Groff: I hope for a lot of things. One of the narratives is that people from other places in the US and abroad think of Florida as a really backward place. I want to change that narrative and say, “No, there are so many incredible people doing a huge amount of work here in order to offset the deprecations of this political climate.” Everyone here is worthy of respect and dignity. Another thing that I would like to do is just be an example for people to not be afraid of the book banners and the authoritarians. To say, “No, we don’t have to comply with this inhumane way of living in the world.”

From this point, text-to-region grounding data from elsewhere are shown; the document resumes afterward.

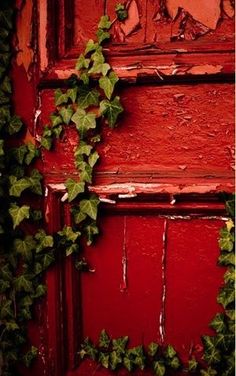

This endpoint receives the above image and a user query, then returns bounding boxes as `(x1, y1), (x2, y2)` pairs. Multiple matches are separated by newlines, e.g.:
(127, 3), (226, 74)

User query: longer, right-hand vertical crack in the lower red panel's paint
(159, 219), (167, 344)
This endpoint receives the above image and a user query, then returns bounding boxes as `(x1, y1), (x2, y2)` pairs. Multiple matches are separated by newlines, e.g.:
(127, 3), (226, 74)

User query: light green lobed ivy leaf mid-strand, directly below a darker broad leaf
(71, 108), (96, 139)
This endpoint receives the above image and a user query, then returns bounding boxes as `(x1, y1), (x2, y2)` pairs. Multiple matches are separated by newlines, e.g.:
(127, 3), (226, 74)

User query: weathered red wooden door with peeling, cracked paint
(14, 0), (234, 376)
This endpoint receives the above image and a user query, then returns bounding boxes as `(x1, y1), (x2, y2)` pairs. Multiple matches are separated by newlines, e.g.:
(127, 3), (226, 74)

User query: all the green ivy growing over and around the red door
(0, 1), (234, 376)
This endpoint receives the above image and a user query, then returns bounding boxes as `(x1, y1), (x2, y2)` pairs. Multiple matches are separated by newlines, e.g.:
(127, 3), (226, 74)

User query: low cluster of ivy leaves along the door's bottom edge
(79, 330), (181, 376)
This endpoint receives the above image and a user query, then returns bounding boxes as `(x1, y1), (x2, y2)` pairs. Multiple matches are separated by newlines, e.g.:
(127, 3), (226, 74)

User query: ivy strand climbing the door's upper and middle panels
(41, 13), (124, 268)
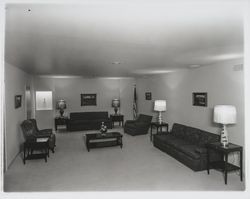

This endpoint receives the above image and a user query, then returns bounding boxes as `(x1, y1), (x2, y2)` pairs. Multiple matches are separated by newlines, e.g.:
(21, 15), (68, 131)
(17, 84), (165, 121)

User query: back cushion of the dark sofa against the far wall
(70, 111), (108, 120)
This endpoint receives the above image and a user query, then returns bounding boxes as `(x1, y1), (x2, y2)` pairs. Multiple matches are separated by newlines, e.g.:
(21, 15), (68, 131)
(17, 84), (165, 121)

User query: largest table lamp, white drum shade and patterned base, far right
(214, 105), (236, 147)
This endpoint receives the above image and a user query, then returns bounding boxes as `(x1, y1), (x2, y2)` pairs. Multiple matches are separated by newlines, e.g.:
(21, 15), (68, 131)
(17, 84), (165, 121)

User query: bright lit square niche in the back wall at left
(36, 91), (53, 111)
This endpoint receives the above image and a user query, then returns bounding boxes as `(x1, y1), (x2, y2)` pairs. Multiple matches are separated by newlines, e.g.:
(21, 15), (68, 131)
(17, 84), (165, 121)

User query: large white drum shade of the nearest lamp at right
(214, 105), (236, 124)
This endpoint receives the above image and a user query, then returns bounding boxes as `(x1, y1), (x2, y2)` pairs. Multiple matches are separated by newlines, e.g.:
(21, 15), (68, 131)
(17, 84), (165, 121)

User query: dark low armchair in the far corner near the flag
(124, 114), (152, 136)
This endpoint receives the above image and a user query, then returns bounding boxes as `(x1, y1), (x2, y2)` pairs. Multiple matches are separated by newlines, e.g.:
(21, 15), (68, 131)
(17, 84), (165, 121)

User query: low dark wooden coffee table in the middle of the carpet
(86, 132), (123, 151)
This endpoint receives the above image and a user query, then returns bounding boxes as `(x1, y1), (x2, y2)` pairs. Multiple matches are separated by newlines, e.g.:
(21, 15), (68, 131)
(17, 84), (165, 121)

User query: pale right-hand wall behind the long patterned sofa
(137, 60), (244, 146)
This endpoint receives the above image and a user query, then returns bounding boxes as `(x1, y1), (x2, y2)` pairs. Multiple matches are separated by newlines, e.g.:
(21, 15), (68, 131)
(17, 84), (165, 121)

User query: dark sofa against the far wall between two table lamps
(67, 111), (112, 131)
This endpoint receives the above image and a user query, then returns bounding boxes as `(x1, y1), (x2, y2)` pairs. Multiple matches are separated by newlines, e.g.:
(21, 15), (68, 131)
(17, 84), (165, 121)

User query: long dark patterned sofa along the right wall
(153, 123), (221, 171)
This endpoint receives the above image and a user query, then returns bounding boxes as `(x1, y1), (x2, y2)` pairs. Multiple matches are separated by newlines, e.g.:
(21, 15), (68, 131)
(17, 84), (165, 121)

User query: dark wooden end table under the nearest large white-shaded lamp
(207, 142), (243, 184)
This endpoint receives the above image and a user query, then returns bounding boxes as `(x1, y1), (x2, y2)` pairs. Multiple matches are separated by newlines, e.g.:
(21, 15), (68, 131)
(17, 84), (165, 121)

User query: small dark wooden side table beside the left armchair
(23, 138), (49, 164)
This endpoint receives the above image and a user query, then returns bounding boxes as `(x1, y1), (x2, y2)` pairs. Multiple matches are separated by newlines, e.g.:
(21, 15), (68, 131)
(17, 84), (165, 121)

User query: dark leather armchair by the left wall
(21, 119), (56, 153)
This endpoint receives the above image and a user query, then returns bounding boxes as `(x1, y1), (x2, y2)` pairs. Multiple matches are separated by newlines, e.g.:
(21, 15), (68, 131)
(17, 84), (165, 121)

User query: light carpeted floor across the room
(4, 128), (245, 192)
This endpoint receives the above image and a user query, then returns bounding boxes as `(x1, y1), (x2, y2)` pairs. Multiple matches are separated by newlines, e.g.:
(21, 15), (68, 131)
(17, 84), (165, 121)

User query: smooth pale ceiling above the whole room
(5, 0), (244, 77)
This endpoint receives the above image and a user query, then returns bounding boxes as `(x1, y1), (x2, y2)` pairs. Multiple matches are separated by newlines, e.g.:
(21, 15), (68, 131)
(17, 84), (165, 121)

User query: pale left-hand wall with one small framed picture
(5, 63), (32, 166)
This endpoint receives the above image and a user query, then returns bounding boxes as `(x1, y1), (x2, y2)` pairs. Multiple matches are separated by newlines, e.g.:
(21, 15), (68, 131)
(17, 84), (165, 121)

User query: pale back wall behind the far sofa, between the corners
(34, 77), (135, 128)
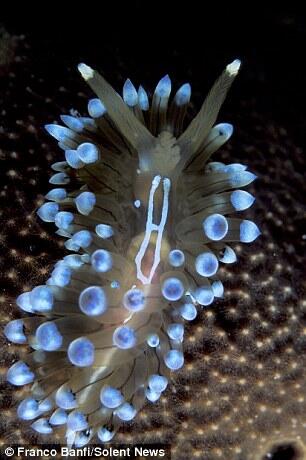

I also would love one day to be able to relax our ferocious guardianship of freedom of expression. I have a feeling you cannot relax. When you have a right, you have to defend it, which we’re discovering now. When we had the right to bodily autonomy as people in female bodies, that was only taken away because we relaxed, because we allowed it to be taken away. So, there’s no point at which people who want to profit off of the pain of the masses will stop. They will never stop. So, we cannot stop pushing for a world that we would be proud to live in.
The Click: If you could put one book in the hands of every Floridian to spark conversation about censorship and free expression. What would you pick?
Groff: Their Eyes Were Watching God by Zora Neale Hurston. It’s about climate change in a lot of ways, and about poverty, misogyny, and racism. It’s a book in which there are so many ideas that we all should be engaging with, and it’s so beautifully written.